可没想到,三人离开墓地,曾致却像个尾巴似的跟了上来。
碍于有诸婆婆在,顾声没好意思直接驱赶曾致,可诸婆婆一离开他们家,顾声的脸立刻拉得老长。
“曾致,你跟着我回来做什么?我家的米粮也是我和爷爷辛苦背上山的,可经不住你霍霍!”

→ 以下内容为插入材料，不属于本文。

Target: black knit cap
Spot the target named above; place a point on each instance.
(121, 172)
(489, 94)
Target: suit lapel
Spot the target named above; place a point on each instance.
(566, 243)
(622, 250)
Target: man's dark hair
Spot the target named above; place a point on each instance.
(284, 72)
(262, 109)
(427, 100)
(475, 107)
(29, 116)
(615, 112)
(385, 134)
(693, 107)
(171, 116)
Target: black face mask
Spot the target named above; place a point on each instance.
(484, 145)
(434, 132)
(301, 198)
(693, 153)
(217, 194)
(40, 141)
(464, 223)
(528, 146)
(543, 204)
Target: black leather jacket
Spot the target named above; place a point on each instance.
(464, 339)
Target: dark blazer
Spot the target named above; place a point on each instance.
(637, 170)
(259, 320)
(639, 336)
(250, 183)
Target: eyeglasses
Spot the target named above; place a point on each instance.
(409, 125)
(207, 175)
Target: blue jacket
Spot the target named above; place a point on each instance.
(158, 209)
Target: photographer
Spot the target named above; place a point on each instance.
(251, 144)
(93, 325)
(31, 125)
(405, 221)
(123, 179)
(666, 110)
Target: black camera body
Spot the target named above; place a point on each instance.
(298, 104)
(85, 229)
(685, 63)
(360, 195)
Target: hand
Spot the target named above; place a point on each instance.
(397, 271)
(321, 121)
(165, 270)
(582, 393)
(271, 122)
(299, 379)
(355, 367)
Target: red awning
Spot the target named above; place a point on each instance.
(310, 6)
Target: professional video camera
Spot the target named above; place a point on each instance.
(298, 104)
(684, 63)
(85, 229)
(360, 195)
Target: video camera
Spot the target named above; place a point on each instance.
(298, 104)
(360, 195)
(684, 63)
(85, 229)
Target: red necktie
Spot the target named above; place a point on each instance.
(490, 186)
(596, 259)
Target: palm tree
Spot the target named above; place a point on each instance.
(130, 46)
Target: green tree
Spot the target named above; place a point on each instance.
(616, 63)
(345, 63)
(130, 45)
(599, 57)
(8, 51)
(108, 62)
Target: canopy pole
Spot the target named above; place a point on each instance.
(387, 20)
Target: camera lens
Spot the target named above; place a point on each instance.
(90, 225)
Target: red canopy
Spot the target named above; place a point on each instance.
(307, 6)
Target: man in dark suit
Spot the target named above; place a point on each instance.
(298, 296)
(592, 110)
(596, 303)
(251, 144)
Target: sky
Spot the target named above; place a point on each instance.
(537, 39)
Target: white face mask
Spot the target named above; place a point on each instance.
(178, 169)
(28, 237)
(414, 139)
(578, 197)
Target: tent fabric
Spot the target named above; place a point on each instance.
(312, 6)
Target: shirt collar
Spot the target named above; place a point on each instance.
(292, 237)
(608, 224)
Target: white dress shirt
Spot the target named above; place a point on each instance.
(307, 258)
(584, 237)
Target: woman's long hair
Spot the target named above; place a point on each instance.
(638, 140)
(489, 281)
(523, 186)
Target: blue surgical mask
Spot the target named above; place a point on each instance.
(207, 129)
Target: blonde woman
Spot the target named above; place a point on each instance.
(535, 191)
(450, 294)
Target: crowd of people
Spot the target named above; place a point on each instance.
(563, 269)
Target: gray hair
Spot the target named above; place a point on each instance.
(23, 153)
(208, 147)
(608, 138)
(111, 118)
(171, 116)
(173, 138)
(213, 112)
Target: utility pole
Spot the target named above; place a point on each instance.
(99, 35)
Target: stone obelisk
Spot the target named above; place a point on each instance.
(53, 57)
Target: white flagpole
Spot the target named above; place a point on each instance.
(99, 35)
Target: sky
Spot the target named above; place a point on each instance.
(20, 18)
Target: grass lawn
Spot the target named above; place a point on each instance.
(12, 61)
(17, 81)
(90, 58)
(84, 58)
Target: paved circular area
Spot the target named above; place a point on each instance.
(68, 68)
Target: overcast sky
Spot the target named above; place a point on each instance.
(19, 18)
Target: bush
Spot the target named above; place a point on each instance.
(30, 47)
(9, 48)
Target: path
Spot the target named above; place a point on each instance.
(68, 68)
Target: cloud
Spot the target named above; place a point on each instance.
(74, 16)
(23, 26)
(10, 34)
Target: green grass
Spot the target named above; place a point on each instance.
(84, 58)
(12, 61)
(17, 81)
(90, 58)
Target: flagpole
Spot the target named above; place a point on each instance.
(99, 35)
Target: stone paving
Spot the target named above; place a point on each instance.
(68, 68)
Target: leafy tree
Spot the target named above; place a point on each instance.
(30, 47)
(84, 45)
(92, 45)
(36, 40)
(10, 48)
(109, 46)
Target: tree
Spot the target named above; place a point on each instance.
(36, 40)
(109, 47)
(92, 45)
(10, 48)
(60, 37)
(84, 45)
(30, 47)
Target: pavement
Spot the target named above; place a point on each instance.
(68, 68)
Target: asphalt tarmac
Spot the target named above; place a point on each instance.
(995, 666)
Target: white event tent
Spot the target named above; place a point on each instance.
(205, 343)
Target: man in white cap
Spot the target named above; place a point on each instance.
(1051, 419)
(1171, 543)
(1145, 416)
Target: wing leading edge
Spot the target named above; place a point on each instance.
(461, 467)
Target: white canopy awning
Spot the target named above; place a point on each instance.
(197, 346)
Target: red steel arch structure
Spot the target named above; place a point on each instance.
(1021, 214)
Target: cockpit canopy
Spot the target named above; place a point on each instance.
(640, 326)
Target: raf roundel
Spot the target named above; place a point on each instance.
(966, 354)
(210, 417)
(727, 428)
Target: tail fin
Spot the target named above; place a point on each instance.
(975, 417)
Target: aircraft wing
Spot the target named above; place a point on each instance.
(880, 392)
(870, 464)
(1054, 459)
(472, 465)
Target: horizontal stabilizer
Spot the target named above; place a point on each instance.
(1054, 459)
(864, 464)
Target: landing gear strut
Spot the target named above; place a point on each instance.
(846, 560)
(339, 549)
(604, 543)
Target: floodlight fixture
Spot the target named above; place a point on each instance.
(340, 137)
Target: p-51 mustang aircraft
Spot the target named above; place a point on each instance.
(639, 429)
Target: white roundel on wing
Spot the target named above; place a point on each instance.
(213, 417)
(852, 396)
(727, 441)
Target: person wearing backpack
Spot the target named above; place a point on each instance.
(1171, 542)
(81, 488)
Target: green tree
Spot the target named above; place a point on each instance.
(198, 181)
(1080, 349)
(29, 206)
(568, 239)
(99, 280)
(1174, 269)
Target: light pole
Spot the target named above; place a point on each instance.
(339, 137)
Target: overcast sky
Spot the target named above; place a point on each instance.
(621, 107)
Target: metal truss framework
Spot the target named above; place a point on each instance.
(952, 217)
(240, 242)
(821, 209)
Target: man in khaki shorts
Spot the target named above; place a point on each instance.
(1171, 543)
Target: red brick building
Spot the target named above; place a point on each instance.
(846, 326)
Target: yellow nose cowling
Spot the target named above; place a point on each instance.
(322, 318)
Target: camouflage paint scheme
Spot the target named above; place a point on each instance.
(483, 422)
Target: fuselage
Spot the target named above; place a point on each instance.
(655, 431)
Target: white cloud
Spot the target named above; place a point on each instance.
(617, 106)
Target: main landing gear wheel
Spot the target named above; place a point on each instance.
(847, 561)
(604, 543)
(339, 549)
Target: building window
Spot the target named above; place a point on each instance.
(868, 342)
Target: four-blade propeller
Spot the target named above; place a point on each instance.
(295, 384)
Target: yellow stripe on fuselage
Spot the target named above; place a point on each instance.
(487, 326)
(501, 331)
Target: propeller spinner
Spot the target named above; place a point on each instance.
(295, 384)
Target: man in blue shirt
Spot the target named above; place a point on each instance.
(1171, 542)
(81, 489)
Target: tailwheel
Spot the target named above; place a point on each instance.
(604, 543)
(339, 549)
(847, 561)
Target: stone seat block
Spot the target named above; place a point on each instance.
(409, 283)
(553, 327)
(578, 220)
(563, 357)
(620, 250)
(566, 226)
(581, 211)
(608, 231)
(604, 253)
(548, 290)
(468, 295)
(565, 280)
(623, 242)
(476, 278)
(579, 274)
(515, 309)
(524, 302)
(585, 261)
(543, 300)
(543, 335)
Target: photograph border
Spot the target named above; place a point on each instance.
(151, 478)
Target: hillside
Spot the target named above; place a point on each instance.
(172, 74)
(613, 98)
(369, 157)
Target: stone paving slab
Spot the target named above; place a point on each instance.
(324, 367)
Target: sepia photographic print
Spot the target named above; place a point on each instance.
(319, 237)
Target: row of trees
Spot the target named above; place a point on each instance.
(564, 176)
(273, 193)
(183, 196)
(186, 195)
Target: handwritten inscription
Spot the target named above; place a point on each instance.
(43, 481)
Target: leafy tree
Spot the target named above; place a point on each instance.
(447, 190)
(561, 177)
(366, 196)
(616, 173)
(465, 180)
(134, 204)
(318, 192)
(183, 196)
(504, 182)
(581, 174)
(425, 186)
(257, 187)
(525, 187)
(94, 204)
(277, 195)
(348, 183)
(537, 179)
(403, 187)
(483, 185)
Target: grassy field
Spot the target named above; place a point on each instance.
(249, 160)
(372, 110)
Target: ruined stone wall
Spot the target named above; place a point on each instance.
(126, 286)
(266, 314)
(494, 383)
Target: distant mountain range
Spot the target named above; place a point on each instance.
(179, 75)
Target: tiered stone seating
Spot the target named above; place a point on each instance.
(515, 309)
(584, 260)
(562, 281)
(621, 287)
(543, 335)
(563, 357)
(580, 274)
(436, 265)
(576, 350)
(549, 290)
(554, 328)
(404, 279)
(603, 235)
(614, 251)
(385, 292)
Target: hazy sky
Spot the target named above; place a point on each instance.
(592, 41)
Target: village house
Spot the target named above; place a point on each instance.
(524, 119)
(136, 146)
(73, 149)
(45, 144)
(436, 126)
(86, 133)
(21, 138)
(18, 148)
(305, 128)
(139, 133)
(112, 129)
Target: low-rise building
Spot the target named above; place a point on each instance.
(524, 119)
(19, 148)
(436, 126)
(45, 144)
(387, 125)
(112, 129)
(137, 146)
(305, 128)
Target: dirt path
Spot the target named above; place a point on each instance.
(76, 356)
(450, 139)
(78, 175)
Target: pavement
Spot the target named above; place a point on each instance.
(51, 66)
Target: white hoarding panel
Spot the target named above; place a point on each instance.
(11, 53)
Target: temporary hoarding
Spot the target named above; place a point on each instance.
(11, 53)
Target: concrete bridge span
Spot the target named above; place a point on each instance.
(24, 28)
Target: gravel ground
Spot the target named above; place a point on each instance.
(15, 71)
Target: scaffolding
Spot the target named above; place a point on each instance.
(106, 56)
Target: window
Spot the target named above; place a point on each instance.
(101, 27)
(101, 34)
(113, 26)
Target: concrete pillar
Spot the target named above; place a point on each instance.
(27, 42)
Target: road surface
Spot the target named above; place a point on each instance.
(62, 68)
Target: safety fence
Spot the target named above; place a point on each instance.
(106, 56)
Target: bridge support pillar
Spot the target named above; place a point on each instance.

曾致有些不好意思的摸了摸鼻子:“我就随便转转……没想要你们家的粮。”
顾声盯着他躲闪的眼神,心生疑窦。
按理说曾致没必要跟着她,就算避免打草惊蛇,曾致也不该跟着她。
可看曾致的模样,是赖上她了,而且当着诸婆婆的面这么干!
等送诸婆婆的诸熠回来,看到曾致还没走,不由眉头皱起。
曾致似乎也意识到了什么。
看向诸熠确定心中的猜测,见诸熠直直朝他看来,心里一震。
什么情况!
他在墓地呆了那么多年,认识他们爷孙这么多年,从来不知道这爷孙有阴阳眼啊。
诸熠可不在乎曾致乱糟糟的心绪,拉过他就问:“敢呆在我们家,心真大,也不怕有去无回!”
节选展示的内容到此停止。